Predicting House Prices Using Advanced Regression Model
The American Dream is a phrase to describe a pursuit of various opportunities that are equally available to Americans, that allow them to reach for their highest life aspirations and goals. The core components of American Dream, according to Rank(2014), are the freedom to pursue one's interests and passions in life. Secondly, the importance of economic security and well-being. Lastly, the importance of having hope and optimism with respect to seeing process in one's life. These three beliefs constitute the common social goal that motivate Americans to uphold one another, and make an impact on other societies to lead by example. Even in this day and age where we have significantly polarizing political views, this idealism seems to be the sole resonating motivator that binds Americans together.
However, there are many criticisms that the contemporary interpretation of the phrase 'American Dream' become more of a reminder of a dream of individual success and wealth. According to Diamond(2018), the phrase meant the opposite of what it does now a century ago, and was repurposed by each generation. The original dream was not about the prospect of one's accomplishments or affluence, but was about the hope of equality, justice and democracy for the nation. It was not until the Cold War that the phrase became an argument for a consumer capitalist version of democracy, and have not been argued otherwise since the 1950's. Consequently, this argument has now become widely-accepted understanding of the phrase of this generation.
Nevertheless, the ideology goes far beyond its understanding of the phrase. The primary focus is always been more towards the abundance of equal opportunities available to Americans to achieve their individual dream and increase their quality of living. These opportunities might include accessibility to affordable healthcare, higher education, higher-paying quality jobs, and many more. Though the definition of quality of living may be highly subjective, these opportunities will undoubtably be a collection of factors that play a major role in healthy living, financial security, and job satisfaction. Ultimately, at the heart of the American Dream is always been about the desire to own a home as a reward to have kept dreaming the dream, and to inspire the next generation of American dreamers.
Source:
Rank, Mark. “What Is the American Dream?” Oxford University Press , 1 July 2014,
blog.oup.com/2014/07/questioning-american-dream/.

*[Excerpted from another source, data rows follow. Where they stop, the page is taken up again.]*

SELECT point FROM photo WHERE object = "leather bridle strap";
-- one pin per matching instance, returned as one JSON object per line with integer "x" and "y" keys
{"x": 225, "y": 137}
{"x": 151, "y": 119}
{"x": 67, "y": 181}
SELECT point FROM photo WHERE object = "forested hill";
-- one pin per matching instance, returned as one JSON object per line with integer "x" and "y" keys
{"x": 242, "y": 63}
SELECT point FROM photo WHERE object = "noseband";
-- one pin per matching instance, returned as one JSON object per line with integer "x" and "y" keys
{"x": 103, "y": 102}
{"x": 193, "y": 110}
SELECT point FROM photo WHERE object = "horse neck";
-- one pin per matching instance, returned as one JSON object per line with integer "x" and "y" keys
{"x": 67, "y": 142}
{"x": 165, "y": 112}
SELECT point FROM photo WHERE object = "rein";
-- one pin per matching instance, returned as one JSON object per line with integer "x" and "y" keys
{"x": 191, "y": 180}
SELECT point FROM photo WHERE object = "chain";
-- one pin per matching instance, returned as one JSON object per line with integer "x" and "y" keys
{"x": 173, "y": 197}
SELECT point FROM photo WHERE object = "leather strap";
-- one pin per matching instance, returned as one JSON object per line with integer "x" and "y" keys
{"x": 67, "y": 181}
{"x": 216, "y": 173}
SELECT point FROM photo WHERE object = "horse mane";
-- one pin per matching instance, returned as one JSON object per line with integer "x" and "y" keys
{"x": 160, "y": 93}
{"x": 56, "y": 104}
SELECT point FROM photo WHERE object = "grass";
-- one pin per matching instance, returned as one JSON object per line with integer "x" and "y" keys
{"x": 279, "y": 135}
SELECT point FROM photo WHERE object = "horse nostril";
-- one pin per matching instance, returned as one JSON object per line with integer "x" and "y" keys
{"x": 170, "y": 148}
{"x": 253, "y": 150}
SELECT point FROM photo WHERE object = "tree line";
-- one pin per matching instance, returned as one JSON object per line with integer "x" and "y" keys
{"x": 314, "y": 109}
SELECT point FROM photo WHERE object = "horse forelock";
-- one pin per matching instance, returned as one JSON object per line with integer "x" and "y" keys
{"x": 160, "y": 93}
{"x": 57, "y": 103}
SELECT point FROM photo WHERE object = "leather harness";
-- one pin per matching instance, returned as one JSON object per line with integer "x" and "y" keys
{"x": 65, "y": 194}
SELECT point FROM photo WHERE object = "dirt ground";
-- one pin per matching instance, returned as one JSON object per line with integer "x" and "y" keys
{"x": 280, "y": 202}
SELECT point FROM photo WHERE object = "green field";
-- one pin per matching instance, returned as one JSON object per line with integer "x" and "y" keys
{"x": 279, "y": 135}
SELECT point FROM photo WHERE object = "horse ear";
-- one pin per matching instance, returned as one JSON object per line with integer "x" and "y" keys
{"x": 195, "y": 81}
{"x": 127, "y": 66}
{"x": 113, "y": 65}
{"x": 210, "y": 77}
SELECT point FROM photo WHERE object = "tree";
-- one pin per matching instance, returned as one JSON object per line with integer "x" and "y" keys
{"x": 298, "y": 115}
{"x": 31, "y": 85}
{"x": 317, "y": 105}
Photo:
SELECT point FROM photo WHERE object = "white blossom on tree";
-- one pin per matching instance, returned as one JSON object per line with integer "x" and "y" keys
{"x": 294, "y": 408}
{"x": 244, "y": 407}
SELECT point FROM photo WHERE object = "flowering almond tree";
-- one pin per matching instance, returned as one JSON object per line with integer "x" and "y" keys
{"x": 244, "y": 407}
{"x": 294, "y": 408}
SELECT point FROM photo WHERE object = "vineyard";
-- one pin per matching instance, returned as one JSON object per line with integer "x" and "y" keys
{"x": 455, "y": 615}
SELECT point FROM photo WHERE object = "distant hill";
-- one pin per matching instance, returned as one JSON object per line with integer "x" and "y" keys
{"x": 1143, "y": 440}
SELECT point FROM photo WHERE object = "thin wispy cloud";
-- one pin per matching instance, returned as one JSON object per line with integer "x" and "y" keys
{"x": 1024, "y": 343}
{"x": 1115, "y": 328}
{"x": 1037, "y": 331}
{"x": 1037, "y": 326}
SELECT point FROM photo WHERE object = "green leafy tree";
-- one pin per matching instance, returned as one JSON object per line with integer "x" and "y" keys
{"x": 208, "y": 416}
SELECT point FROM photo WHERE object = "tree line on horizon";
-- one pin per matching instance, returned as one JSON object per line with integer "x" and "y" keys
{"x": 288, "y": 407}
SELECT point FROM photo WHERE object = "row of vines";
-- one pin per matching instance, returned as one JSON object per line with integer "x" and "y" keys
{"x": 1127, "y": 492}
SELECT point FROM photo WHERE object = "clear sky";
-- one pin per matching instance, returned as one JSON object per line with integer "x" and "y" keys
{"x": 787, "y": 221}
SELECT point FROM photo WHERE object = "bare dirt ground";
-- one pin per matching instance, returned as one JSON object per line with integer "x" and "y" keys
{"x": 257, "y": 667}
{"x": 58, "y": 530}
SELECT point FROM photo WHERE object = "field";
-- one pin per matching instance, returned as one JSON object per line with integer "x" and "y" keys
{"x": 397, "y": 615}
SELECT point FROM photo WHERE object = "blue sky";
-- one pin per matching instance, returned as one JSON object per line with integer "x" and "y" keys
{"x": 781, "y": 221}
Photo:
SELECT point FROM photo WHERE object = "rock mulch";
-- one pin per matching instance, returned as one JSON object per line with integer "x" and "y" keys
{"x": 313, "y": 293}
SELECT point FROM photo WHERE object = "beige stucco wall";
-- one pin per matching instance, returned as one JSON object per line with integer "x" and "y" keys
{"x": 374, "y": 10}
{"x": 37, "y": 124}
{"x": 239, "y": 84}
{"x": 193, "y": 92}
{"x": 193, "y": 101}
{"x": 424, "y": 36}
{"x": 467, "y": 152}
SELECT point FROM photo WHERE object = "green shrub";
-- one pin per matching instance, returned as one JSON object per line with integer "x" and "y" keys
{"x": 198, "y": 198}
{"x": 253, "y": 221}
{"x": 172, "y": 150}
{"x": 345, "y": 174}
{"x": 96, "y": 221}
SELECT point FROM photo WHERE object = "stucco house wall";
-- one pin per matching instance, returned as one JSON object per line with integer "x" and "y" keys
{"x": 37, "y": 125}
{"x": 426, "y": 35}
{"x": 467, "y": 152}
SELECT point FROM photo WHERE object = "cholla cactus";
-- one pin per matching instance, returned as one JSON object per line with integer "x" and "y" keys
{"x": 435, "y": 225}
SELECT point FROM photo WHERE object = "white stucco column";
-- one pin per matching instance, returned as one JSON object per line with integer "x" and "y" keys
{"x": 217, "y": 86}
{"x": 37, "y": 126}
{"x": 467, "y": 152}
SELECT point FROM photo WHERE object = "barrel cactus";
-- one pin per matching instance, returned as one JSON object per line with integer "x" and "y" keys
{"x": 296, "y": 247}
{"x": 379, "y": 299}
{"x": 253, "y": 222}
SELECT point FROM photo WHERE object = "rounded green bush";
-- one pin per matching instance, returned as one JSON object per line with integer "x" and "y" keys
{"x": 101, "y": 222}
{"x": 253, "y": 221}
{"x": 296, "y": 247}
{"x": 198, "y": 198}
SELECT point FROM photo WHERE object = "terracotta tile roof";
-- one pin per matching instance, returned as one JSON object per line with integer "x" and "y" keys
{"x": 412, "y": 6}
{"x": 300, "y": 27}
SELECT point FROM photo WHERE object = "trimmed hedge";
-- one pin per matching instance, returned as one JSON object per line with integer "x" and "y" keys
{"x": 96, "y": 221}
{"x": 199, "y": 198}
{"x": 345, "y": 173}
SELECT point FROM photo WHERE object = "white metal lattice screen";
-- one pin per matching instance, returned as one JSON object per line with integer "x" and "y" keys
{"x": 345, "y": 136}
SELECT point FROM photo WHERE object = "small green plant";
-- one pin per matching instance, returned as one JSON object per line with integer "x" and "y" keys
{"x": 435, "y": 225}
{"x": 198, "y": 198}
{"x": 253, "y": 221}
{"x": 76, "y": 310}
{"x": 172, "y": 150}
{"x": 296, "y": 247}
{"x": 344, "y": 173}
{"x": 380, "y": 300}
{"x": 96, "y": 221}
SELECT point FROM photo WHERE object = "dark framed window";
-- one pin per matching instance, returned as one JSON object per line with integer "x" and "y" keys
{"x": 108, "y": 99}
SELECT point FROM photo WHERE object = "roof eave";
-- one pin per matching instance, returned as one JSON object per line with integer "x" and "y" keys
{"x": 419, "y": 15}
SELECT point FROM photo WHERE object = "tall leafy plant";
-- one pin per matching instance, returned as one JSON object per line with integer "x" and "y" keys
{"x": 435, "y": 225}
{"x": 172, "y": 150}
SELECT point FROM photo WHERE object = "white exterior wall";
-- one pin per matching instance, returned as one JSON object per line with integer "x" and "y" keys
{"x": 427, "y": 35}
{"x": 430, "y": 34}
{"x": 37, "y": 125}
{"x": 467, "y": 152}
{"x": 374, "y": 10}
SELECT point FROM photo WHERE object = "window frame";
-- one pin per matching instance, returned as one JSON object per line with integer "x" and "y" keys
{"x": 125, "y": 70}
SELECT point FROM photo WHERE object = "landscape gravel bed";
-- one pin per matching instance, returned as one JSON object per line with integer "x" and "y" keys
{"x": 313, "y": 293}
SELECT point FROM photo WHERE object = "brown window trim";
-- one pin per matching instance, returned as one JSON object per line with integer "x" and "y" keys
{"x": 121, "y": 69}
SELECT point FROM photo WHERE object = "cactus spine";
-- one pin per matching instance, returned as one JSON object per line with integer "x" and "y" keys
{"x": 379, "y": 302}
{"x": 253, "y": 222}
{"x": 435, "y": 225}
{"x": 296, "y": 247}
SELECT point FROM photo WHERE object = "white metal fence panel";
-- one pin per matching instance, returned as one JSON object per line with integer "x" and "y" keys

Diamond, Anna. “The Original Meanings of the ‘American Dream’ and ‘America First’ Were Starkly Different From How We Use Them Today.” Smithsonian Magazine , Oct. 2018.
smithsonianmag.com/history/behold-america-american-dream-slogan-book-sarah-churchwell-180970311/.

Source: Zillow Research
Homeownership became an essential product of the American Dream that is now synonymous with economic security and middle-class status. Buying a home may be the largest financial investment many will make so it is advised that a potential buyer is financially ready to make the purchase. Becoming a homeowner is not only a big financial commitment, but also a testament to make the best effort to maintain the property to keep the financial value of their house and the family's socioeconomic status. This is also the moment that has been long awaited for many families. It is expected for them to feel compelled to consider the perfect property within their budget that can encompass many aspects of their lives. Consequently, it is only natural that the home buying process that can capture these societal values as well as their needs and wants feels overwhelming.
Fortunately, one of many ways to cope when faced with such enormous life challenge is to follow a home buying checklist. A typical home buying checklist, much like the one depicted above, is a handy tool that breaks down the home-buying process step-by-step. It lays out a systematic approach to check for every feature of the house in detail to determine its attractiveness to the buyer. This will help to make the process feel manageable as well as predictable. In this study, we will attempt to put ourselves in the shoes of a potential home buyer in a similar situation. We will study a number of house features of various properties in a neighborhood of Iowa in an attempt to predict the affordability using a statistical learning model.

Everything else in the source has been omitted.